Too many mammograms performed?
Recent data from the University of Washington and Harvard University reveals that over a period of a single decade, one out of every two women will have a false positive result as the result of mammography, and of those, nearly 20% will undergo an unnecessary breast biopsy. Contrary to what many health-related agencies advise, recent findings seem to demonstrate that too many rather than too few mammograms are performed every year in theUnited States. Further, estimates show that for every $100 spent on the cost of mammograms, $33 goes to the unproductive and unnecessary expense of false positive results.
Mammograms for women over 70
A recent article from Duke University Medical Center reports that women over 70 are over-screened for both breast and cervical cancers. The authors estimated the cost in the year 2000 for women over the age of 70 for the unnecessary mammograms they received was approximately $460 million. The article went on to point out that clinical guidelines for women over the age of 70 are ambiguous and based on almost no clinical research.
Mammography and younger women
For younger women, mammography is more likely to miss breast cancers that are rapidly growing, especially in women with dense breast tissue who are at a significantly increased risk for developing breast cancer. At least 10% of breast cancers cannot be identified by mammography, even when they are palpable.
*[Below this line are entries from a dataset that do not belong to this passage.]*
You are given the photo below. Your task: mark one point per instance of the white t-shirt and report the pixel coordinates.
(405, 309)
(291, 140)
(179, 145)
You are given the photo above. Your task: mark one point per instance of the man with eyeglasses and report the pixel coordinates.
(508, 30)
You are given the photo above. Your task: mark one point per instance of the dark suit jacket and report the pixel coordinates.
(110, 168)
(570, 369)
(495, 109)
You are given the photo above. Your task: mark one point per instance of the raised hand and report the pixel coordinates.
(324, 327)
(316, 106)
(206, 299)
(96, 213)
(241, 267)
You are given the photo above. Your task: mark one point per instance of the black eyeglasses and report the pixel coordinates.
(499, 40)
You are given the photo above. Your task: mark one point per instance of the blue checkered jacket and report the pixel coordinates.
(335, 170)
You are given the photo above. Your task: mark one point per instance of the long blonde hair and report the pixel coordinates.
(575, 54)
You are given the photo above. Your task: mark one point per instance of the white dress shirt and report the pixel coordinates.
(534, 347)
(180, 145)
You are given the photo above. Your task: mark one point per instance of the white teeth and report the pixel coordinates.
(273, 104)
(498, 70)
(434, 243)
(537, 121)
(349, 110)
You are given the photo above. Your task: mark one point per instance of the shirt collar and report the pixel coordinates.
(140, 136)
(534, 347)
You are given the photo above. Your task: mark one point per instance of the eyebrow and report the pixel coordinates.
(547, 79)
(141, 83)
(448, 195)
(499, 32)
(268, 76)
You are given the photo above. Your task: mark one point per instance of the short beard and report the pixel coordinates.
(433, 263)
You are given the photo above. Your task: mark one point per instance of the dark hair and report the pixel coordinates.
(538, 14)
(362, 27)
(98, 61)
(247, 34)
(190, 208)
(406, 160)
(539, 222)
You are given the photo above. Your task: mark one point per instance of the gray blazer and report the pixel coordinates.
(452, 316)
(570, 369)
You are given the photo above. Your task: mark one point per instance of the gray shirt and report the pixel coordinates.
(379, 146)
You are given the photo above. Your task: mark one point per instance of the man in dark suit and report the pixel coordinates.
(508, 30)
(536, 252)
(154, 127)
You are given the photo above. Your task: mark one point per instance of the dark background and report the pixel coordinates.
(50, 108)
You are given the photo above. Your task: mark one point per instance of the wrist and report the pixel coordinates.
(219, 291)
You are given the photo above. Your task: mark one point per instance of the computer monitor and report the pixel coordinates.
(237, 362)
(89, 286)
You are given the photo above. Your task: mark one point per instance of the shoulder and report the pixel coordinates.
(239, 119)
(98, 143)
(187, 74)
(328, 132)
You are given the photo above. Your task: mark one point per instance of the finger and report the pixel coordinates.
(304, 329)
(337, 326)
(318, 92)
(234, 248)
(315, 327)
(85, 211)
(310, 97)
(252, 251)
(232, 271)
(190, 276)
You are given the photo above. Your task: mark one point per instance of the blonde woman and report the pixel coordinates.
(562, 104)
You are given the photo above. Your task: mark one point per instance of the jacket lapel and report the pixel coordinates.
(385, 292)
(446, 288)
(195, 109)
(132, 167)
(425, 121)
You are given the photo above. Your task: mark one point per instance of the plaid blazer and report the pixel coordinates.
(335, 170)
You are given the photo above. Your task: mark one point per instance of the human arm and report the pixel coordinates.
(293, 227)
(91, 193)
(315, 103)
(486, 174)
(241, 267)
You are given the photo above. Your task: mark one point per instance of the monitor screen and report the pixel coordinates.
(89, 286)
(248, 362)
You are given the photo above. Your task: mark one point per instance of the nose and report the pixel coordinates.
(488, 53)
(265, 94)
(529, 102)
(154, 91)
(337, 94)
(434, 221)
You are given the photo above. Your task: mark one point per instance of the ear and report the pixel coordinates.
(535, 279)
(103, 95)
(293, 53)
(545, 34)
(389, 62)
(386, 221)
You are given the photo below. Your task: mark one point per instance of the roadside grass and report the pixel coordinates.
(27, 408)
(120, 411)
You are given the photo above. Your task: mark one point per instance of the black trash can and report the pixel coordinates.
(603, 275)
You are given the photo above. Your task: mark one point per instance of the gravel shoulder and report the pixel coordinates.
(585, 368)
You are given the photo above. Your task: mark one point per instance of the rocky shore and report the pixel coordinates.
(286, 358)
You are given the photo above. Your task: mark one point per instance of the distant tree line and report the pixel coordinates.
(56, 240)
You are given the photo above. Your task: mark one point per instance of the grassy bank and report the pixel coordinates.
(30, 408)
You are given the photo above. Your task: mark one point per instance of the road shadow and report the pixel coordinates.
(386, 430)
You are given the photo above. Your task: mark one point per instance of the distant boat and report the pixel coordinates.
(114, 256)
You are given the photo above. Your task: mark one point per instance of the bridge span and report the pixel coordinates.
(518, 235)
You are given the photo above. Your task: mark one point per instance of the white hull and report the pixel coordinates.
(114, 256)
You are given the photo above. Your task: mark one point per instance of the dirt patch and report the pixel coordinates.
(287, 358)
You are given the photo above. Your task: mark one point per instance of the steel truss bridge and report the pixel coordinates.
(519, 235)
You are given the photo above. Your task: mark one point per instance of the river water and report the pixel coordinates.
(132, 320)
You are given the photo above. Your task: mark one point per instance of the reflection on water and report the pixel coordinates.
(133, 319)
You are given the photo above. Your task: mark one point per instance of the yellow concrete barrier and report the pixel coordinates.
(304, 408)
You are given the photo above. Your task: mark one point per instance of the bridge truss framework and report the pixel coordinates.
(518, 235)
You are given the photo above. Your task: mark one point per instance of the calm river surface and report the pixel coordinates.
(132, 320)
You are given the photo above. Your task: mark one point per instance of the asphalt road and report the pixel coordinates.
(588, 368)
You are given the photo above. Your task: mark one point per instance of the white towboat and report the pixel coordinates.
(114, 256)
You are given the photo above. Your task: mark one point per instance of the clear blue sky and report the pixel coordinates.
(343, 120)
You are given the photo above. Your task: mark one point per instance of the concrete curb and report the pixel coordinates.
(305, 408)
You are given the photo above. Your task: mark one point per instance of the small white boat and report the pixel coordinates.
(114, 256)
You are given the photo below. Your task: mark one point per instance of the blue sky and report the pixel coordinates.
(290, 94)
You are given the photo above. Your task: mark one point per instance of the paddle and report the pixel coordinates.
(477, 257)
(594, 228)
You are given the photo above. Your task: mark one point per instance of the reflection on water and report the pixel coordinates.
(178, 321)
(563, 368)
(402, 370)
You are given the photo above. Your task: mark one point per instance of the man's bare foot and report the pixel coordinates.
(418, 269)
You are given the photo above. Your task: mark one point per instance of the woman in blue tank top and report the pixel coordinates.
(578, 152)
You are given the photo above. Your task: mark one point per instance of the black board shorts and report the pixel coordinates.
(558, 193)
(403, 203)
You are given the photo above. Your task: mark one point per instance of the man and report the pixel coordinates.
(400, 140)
Other mainstream technologies
Advances in technology now allow digitally enhanced mammograms to be taken alone or after injecting intravenous contrast, but they have not been proven to be significantly more sensitive than regular mammograms, and they have the added risk of the invasiveness of an injection that can cause other problems. Further, they come with a substantial increase in cost and still expose the patient to radiation.
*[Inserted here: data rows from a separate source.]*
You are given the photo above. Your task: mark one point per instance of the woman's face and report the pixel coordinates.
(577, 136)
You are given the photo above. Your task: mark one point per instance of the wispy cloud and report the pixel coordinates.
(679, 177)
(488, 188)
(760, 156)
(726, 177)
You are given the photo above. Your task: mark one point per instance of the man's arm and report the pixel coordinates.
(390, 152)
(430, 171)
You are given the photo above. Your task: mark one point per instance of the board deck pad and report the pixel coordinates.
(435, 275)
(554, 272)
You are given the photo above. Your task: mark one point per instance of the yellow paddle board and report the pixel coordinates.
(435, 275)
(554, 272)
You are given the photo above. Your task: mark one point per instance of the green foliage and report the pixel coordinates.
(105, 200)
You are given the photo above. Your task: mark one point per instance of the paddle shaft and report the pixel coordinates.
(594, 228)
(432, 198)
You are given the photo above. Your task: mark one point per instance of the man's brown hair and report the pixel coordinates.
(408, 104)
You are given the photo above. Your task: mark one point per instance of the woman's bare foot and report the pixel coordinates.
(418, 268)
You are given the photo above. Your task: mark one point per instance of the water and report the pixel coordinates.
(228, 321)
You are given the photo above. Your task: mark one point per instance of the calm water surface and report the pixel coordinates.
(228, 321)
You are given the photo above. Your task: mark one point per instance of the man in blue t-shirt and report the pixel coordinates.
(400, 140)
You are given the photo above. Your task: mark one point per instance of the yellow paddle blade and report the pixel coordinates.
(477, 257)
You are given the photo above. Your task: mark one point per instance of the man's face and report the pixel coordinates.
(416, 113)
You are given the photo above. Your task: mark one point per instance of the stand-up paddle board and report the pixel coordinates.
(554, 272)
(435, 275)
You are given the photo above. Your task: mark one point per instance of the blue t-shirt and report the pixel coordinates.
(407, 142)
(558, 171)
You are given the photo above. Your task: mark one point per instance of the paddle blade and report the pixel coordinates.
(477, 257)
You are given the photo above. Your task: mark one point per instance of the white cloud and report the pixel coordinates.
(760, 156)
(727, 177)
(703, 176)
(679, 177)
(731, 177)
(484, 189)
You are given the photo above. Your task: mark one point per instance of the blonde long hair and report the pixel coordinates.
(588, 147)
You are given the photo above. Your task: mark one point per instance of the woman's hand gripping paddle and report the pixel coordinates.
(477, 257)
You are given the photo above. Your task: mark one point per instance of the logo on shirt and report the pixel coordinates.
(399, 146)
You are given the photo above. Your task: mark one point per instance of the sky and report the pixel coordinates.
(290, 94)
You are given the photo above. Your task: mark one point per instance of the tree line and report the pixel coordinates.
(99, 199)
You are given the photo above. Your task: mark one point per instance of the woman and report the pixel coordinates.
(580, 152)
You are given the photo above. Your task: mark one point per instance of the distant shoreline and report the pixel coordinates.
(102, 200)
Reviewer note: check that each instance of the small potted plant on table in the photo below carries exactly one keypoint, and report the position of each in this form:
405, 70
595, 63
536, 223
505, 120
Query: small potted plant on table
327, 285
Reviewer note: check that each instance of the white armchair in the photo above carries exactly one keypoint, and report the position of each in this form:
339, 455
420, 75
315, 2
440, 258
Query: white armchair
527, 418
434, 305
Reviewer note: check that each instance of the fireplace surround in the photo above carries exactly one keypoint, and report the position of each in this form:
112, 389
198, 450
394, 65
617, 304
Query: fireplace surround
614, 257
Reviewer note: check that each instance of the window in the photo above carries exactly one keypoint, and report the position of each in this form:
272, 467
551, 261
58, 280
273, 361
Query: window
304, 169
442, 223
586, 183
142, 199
Similarly, MRIs with and without contrast are a step forward, but they involve similar risks and are even more costly. While their sensitivity is near 90%, their accuracy (specificity) in identifying cancer as opposed to some other benign finding is no better than mammograms.
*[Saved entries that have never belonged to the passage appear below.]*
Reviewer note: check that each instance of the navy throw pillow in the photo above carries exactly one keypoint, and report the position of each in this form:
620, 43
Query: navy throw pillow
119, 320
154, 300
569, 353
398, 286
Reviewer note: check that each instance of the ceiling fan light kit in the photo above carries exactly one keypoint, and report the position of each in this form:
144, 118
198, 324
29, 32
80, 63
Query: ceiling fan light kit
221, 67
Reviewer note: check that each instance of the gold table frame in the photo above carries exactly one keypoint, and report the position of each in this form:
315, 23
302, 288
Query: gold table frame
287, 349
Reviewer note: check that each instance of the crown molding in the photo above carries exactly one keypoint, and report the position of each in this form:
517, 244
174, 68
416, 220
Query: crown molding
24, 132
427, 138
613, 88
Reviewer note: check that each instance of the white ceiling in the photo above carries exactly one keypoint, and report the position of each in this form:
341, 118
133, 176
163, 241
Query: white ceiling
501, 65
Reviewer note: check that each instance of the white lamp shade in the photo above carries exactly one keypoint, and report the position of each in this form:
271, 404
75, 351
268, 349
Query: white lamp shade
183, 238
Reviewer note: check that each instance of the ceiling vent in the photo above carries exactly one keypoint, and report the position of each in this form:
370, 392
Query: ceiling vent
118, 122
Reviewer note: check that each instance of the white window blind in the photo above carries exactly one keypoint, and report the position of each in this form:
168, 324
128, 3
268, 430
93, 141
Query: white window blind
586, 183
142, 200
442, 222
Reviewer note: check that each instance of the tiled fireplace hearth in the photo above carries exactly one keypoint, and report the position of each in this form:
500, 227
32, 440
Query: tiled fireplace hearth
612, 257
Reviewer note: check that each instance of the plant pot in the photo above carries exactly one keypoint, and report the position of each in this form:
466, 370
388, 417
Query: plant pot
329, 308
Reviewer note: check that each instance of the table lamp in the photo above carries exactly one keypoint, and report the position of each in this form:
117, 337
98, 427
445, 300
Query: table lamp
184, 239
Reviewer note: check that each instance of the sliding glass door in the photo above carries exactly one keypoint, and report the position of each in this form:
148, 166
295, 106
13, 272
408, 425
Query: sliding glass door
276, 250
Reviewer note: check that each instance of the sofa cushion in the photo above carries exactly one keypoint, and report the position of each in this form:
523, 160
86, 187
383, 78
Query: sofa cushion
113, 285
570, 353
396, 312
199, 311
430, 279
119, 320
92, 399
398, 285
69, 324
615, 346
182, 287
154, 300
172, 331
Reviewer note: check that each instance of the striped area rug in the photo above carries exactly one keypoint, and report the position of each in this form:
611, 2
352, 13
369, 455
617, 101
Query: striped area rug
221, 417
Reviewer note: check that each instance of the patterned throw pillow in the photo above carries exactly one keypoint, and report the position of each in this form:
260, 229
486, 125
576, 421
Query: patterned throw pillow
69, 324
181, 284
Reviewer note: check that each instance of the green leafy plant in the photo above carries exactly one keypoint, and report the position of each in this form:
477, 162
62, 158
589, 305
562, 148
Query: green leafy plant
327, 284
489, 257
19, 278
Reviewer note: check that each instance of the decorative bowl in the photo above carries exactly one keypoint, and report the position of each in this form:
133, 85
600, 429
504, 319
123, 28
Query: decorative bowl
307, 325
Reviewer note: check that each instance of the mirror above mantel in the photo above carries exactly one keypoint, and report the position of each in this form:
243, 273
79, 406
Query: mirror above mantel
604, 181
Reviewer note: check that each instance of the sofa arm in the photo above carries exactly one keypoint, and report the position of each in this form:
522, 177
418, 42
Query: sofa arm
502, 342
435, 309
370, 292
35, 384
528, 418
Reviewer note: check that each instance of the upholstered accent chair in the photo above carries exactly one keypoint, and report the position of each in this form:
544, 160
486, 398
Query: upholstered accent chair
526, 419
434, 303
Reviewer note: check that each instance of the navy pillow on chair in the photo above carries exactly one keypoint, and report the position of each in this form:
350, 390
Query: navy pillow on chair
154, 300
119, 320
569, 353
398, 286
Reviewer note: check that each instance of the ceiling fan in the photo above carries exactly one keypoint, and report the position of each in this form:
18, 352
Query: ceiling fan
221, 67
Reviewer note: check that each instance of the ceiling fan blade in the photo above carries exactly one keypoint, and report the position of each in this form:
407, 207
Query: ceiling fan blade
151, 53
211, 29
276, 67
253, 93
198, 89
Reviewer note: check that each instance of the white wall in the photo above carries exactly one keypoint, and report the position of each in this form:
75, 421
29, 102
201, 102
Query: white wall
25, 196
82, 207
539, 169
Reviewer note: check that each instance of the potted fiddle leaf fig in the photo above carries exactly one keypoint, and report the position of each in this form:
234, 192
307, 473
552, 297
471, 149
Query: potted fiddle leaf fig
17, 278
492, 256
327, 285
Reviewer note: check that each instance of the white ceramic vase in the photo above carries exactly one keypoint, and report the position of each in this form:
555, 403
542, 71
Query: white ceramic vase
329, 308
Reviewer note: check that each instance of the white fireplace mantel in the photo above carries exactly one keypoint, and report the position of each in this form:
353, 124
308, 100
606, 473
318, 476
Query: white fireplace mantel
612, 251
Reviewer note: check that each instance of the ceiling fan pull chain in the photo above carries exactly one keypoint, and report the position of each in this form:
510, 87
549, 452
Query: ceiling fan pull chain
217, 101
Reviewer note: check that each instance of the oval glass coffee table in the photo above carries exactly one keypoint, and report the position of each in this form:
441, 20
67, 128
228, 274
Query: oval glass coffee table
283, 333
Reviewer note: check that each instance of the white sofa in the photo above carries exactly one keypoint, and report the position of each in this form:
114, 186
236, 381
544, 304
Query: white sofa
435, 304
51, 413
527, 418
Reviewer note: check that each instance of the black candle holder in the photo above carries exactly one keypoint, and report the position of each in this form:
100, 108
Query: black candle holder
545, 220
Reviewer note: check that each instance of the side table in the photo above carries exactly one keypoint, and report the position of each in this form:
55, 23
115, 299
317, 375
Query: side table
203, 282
PET (Positron Emission Tomography) scans are useful in identifying metastatic lesions but have an overall sensitivity similar to mammography. Further, for breast tumors less than one centimeter, only 25% of breast cancers are identifiable using this technology. The most useful application of PET scans are in discriminating between viable tumor, fibrotic scar, and necrosis. Radiologists do not recommend PET scanning as a screening tool in asymptomatic women for breast cancer.
For women under the age of 40, no accurate or cost effective technology exists in mainstream medical practice that identifies lesions likely to be breast cancer with reasonable sensitivity and specificity. Given that breast cancer is the leading cause of death in women between the ages of 40 and 44, it is obvious that a pressing need exists for another test to identify these cancers when they are just starting to develop and still small enough to be cured.
Most breast cancers do not become palpable until they are greater than one centimeter in size – by that time 25% have already metastasized. Because most lethal breast cancers take approximately 15 years from their beginning to the time of death, women need reliable testing that starts when the cancer is initially forming–in their mid-twenties.
Even though there is reliable technology existing today that is available, there is limited awareness and insufficient education that has resulted in its being greatly underused in clinical practice.